10,000 to 20,000 years ago, the Homo floresiensis branch dies out and Homo sapiens sapiens is the last species of the genus Homo standing. That's you. H. floresiensis gets the dubious nickname of “hobbit” from J. R. R. Tolkien's diminutive protagonist. These historical hobbits were about half the size of H. sapiens.
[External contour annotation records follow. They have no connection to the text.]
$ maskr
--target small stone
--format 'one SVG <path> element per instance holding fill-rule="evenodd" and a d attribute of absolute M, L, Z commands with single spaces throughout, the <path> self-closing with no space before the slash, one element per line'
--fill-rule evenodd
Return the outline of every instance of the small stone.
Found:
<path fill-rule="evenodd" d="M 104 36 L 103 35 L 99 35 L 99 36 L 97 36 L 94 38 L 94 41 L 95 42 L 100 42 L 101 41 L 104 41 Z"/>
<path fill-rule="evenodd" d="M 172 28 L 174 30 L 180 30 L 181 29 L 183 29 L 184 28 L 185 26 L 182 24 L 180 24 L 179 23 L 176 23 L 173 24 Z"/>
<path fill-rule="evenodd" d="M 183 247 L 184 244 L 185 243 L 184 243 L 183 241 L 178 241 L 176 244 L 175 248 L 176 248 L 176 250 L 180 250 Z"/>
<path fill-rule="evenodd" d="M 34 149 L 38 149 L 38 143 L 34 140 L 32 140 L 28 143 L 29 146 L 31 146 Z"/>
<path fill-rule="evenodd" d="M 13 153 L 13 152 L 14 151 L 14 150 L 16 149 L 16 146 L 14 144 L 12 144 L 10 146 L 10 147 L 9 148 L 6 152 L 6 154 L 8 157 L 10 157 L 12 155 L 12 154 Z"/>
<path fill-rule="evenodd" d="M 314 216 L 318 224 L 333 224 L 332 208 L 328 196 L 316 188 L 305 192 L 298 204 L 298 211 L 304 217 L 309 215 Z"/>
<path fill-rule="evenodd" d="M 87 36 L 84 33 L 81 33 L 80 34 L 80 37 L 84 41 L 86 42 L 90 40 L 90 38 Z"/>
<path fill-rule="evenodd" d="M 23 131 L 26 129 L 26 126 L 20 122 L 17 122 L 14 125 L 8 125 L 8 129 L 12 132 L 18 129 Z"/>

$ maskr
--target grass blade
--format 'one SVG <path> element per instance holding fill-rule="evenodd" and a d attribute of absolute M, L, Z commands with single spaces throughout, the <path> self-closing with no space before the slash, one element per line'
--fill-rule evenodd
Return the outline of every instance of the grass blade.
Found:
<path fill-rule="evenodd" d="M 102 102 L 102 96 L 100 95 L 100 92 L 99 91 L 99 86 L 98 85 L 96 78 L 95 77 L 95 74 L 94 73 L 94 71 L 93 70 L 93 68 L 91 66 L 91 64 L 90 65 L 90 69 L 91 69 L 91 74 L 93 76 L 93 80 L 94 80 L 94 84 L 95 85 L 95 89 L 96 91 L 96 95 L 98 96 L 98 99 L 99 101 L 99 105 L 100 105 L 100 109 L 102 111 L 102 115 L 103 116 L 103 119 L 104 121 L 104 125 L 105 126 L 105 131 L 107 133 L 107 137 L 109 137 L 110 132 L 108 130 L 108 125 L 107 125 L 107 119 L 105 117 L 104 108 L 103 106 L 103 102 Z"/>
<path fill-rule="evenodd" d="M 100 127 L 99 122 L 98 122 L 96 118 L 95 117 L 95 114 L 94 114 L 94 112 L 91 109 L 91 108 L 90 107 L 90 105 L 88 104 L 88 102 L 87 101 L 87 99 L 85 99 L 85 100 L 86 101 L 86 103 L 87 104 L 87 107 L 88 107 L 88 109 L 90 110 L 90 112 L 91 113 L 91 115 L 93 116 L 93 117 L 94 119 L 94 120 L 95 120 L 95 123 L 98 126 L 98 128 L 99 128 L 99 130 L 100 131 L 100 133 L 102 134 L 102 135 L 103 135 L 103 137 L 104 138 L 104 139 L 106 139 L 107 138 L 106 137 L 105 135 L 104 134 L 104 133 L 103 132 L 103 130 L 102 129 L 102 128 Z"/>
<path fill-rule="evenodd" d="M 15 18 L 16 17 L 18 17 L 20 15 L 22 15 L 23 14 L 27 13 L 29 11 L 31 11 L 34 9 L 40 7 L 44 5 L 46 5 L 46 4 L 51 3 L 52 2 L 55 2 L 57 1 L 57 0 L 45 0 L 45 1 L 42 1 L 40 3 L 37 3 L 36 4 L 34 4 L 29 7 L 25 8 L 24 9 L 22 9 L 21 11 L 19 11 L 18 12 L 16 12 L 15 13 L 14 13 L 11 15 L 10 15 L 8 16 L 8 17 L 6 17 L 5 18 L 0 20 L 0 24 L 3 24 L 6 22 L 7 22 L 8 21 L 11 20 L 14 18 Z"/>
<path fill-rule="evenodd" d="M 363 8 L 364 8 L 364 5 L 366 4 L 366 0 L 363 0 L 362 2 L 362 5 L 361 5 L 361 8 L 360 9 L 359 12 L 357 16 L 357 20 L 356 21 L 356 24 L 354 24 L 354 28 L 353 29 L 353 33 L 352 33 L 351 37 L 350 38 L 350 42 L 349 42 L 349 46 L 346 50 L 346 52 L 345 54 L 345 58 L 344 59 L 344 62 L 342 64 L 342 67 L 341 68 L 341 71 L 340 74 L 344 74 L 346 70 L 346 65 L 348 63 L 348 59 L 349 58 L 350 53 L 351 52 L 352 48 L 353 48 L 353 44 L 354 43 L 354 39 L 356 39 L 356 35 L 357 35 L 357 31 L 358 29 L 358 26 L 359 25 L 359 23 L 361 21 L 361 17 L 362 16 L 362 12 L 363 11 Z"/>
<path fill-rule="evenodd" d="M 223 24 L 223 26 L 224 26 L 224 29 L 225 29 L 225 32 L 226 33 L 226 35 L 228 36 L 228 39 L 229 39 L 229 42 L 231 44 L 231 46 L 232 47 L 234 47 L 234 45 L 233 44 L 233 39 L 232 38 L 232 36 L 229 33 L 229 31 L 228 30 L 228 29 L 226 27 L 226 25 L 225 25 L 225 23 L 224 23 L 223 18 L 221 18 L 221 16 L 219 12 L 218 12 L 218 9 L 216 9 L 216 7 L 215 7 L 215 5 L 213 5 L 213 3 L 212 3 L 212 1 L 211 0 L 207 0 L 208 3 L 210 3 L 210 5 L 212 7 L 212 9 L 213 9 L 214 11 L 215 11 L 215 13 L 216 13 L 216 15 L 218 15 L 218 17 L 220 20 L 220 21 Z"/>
They were hanging out on the island of Flores in Southeast Asia when modern humans wandered across Europe. Did humans meet them and start an oral story tradition about dwarfs? Possibly.

  Anyway, this branch of the family tree is a mystery. One theory is that they are a descendant of some early H. erectus that settled on the island about one million years ago. They then evolved smaller bodies to accommodate limited island resources. In evolutionary terms, this is tricky because they would have had to shrink in the span of a mere 300,000 years.

  FOSSILS ARE SO YESTERDAY (LITERALLY)

  Scientists no longer need only fossils to reconstruct human evolution history. Today they also rely on genetics. During the Stone Age, all these different hominins conducted a lot of fraternizing. The DNA results are in, and there is no hiding paternity (and maternity). Between 1.5 percent and 4 percent of Neanderthal DNA can be found in today's non-African genomes. Between 1.9 percent and 3.4 percent of modern Melanesians genes come from the Denisovans.8

  There is also some genetic evidence that Neanderthals and Denisovans might also have thrown some adult private dating parties. In addition, there is evidence that Neanderthals and Denisovans mated with other archaic humans about 120,000 years ago. Apparently they couldn't wait for modern humans to come along.